- home assistant (just a few currently, more soon)
- paperless:absolutely awesome document management system
- immich: image management with automatic synchro of my mobile taken images (ML features)
- tailscale
- StirlingPDF: simple tools for all things PDF
I really like your idea and the clean, simple execution! I'm looking forward to using it more in the coming days.
I'm curious about the technical side of things—how did you build the app, and how do its inner workings function? Is it open source? If possible, could you share more technical details?
We source the book cover from the publisher, create author entries, etc.
Eventually, we started paying Nielsen a lot of money to use their Book metadata API. It is "ok," and they don't update it often. But it helps us automatically pull in an author's name, book title, genres, and age-group.
We still manually source the book covers as they only have super small and blurry covers. And we screen every book we add to make sure the data is correct.
What is especially frustrating?
- Author names are text and not linked in any way. So we have to decide what is a slightly different name but the same author and what is a different author.
- The BISAC genre standard is full of errors and abuse by publishers. For example, they might tag Dune as "AI" which marks it also as being nonfiction because they don't know how the BISAC standard they created works :).
- It lists book editions and has no concept that all book editions belong to one book.
- No real concept of a book series.
- Terrible book descriptions where publishers put in all kinds of reviews and nonsense that we need to figure out how to scrub eventually. They also abuse weird symbols to make it stand out.
It requires a lot of work to fix and manage all of this.
I am about to redo the entire topic/genre system due to some of these problems (this winter).
I am hoping to build a database of all books to use with new features in 2025. I don't know what we are going to do here. We might license a full DB of books from Ingrams (expensive) or Bowker. I liked Ingrams, but Bowker didn't email me back for months and gave me a lot of worry about working with them in the future. I might just do the best I can or break down and use Amazon's API (lots of stipulations in using it).
when I asked you, I already suspected that obtaining the data would be a real challenge. It’s actually unbelievable that you have to put in so much (manual) effort to get clean data—and then pay a lot of money for it, too. It’s a bit unfortunate.
I do have one more question: Shepherd.com seems to be specifically tailored for the American book market, right? Are you planning anything in the future to serve an international audience as well?
Since I’m from Germany, I looked into how things are here regarding book data. It seems like we might have it a bit easier when it comes to accessing book information. We have the VLB (https://vlb.de/en/), which provides book data—I’ll look into it more closely. The German National Library (probably similar to the Library of Congress) archives every book published in Germany! Their data might be quite useful too.

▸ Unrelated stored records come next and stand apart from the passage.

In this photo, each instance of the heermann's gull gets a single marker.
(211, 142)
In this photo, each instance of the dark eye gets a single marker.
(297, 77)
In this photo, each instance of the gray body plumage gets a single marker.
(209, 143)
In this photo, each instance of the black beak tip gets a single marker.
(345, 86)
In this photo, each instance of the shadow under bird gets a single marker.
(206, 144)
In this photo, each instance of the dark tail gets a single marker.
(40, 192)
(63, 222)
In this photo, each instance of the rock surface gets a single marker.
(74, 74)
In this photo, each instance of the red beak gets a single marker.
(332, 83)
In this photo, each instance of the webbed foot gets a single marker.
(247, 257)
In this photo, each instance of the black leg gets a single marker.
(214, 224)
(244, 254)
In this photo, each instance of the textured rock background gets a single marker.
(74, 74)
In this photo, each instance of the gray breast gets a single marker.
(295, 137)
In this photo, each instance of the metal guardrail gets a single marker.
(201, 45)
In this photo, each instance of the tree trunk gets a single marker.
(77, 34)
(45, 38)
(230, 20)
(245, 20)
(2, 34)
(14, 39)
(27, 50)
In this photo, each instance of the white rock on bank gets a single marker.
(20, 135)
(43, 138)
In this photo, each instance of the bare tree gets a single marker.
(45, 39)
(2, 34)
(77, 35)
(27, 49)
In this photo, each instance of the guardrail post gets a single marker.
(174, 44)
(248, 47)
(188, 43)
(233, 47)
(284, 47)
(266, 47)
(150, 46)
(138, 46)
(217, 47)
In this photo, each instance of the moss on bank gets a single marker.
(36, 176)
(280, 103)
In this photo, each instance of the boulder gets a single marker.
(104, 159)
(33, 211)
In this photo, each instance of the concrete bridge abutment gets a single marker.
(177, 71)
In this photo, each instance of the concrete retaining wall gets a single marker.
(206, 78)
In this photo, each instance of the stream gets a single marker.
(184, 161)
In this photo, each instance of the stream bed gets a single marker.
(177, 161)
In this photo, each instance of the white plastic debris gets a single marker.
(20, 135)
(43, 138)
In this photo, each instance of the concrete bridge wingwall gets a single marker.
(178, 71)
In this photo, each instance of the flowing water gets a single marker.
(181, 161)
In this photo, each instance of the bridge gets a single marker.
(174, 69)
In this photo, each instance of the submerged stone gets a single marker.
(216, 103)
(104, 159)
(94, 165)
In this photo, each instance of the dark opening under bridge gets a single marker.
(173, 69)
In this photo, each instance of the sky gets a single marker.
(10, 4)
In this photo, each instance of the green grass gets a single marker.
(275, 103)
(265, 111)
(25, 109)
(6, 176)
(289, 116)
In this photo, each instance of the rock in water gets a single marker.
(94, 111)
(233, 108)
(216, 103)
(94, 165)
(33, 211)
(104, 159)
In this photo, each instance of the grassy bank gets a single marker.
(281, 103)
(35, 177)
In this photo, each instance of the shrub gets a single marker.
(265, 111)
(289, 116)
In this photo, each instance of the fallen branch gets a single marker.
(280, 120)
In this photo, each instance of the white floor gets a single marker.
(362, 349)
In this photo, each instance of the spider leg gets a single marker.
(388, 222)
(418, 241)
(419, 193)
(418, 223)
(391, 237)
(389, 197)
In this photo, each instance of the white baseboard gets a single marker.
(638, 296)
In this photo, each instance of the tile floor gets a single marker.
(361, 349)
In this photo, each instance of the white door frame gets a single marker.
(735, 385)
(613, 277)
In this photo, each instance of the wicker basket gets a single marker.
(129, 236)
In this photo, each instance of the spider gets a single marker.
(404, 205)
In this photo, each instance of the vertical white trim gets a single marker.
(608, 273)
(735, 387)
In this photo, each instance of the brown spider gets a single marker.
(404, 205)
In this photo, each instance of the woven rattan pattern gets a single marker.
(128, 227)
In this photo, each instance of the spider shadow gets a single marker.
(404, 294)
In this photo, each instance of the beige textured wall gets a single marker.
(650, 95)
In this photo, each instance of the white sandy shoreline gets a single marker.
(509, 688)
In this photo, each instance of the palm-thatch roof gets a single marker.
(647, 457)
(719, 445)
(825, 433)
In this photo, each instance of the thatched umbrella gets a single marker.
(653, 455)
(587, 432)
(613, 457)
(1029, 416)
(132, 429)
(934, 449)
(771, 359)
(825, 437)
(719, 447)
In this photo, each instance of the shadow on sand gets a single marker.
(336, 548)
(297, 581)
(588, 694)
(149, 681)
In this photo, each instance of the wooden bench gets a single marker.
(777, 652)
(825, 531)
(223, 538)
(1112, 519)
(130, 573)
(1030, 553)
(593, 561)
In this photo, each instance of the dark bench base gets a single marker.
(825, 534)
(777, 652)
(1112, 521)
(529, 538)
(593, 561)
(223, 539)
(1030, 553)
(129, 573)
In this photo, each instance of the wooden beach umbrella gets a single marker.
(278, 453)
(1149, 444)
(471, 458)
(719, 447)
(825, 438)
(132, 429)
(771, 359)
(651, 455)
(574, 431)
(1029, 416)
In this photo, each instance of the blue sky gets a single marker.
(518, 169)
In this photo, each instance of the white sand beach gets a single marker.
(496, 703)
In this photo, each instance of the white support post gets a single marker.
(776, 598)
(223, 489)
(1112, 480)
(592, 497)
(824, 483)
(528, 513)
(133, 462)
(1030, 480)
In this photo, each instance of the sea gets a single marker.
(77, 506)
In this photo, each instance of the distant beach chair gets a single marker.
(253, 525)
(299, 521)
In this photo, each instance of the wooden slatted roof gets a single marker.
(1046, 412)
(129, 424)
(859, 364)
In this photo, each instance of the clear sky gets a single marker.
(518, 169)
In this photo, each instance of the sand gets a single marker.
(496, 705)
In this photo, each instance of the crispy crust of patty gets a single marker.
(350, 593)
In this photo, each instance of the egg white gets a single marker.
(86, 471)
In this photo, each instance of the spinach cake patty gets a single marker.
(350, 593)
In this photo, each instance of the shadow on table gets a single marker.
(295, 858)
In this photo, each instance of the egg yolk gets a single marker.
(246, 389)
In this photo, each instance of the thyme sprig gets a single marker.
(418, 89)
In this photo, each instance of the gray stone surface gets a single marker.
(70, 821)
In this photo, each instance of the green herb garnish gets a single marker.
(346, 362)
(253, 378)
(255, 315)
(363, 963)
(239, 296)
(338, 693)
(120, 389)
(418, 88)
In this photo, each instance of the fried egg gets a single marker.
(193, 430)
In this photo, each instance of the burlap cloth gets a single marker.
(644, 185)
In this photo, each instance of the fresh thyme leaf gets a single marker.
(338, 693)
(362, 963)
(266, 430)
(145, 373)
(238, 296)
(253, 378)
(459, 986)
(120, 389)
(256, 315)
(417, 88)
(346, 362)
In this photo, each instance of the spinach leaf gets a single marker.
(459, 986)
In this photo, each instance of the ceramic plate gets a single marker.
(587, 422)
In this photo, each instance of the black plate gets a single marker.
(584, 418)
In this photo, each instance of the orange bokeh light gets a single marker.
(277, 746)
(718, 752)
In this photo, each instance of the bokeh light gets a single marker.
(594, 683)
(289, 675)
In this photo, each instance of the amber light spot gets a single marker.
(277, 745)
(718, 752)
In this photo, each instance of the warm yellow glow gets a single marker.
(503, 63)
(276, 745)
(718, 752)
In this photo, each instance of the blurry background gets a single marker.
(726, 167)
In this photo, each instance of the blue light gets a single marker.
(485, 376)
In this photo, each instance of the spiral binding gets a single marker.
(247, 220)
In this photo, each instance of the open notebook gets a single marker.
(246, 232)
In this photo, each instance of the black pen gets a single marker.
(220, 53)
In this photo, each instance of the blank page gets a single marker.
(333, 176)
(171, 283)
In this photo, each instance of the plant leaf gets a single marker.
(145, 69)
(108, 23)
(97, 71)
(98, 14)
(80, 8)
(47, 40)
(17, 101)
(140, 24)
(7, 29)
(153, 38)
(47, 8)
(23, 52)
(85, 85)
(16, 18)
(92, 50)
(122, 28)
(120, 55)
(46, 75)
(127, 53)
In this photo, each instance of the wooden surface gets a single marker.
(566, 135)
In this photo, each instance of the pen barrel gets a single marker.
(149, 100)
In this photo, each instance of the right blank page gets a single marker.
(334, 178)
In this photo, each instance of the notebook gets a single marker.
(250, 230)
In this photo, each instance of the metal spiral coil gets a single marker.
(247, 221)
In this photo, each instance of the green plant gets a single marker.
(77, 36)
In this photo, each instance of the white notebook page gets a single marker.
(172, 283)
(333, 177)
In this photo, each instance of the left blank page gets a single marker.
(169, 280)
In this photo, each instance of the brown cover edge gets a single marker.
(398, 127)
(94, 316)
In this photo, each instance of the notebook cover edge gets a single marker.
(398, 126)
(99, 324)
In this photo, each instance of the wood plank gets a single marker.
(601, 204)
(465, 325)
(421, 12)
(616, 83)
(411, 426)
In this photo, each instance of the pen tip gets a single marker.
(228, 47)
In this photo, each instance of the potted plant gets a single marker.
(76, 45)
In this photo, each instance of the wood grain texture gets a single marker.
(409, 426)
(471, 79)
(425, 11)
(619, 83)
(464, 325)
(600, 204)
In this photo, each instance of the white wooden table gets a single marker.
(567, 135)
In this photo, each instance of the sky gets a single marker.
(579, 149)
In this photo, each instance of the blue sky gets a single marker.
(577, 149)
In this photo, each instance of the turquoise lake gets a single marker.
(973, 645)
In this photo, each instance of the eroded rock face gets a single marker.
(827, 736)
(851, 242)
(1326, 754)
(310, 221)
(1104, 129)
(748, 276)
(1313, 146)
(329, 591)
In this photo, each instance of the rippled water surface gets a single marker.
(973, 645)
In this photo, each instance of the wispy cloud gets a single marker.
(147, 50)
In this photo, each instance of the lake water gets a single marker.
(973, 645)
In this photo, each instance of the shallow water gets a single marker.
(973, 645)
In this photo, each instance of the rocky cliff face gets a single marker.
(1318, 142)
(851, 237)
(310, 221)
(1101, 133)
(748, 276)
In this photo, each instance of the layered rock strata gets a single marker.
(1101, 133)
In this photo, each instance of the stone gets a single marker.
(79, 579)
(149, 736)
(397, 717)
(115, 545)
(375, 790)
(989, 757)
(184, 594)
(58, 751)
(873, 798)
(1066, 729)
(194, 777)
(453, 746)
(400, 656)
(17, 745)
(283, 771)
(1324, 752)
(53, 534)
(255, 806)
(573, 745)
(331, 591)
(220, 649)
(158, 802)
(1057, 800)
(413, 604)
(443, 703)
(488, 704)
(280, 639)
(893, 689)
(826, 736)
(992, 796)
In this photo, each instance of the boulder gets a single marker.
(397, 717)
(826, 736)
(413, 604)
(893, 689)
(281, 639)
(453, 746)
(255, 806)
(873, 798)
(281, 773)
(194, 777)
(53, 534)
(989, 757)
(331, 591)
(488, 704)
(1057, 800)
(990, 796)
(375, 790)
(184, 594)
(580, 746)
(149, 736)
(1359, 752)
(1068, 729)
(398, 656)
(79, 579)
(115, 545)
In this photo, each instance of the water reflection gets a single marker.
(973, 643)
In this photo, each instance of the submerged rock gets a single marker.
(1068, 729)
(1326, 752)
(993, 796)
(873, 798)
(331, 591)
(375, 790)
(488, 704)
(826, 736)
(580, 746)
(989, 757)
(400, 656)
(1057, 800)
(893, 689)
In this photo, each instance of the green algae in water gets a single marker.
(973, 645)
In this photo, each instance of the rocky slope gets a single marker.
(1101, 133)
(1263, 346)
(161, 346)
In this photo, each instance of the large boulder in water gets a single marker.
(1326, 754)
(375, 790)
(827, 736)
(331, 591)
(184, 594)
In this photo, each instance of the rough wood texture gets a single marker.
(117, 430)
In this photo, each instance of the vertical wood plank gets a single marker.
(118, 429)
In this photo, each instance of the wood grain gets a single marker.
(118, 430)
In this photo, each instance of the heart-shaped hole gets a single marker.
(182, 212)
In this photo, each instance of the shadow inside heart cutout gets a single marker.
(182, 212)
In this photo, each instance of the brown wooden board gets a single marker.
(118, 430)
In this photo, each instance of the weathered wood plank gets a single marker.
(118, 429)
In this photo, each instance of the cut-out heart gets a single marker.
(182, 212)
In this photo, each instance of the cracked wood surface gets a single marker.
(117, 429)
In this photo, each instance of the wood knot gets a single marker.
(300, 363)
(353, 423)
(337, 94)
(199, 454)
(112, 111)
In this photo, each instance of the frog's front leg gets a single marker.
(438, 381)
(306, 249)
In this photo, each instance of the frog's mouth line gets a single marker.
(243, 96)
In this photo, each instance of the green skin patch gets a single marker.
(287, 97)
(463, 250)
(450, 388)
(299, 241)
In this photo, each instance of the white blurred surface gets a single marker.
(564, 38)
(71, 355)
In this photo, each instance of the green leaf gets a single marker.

By the way, I didn’t realize it was so expensive to get an ISBN...
Wishing you continued success with Shepherd! I think it’s wonderful when someone pours so much passion into an idea—especially one focused on books!
It is frustrating, as this info should be free and accurate. Publishers only benefit if devs can play with it and build cool stuff. Google Books does have an API, but crazy rules, it can be used for private projects.
Ya, I am focused on the global English market, so USA, UK, Australia, Ireland, India, and English-speaking readers globally (a lot in Europe).
I would love to do other languages, but I just don't have the resources yet to handle that level of complexity. My hope is one day I can. I'd probably start with Spanish, French, or German.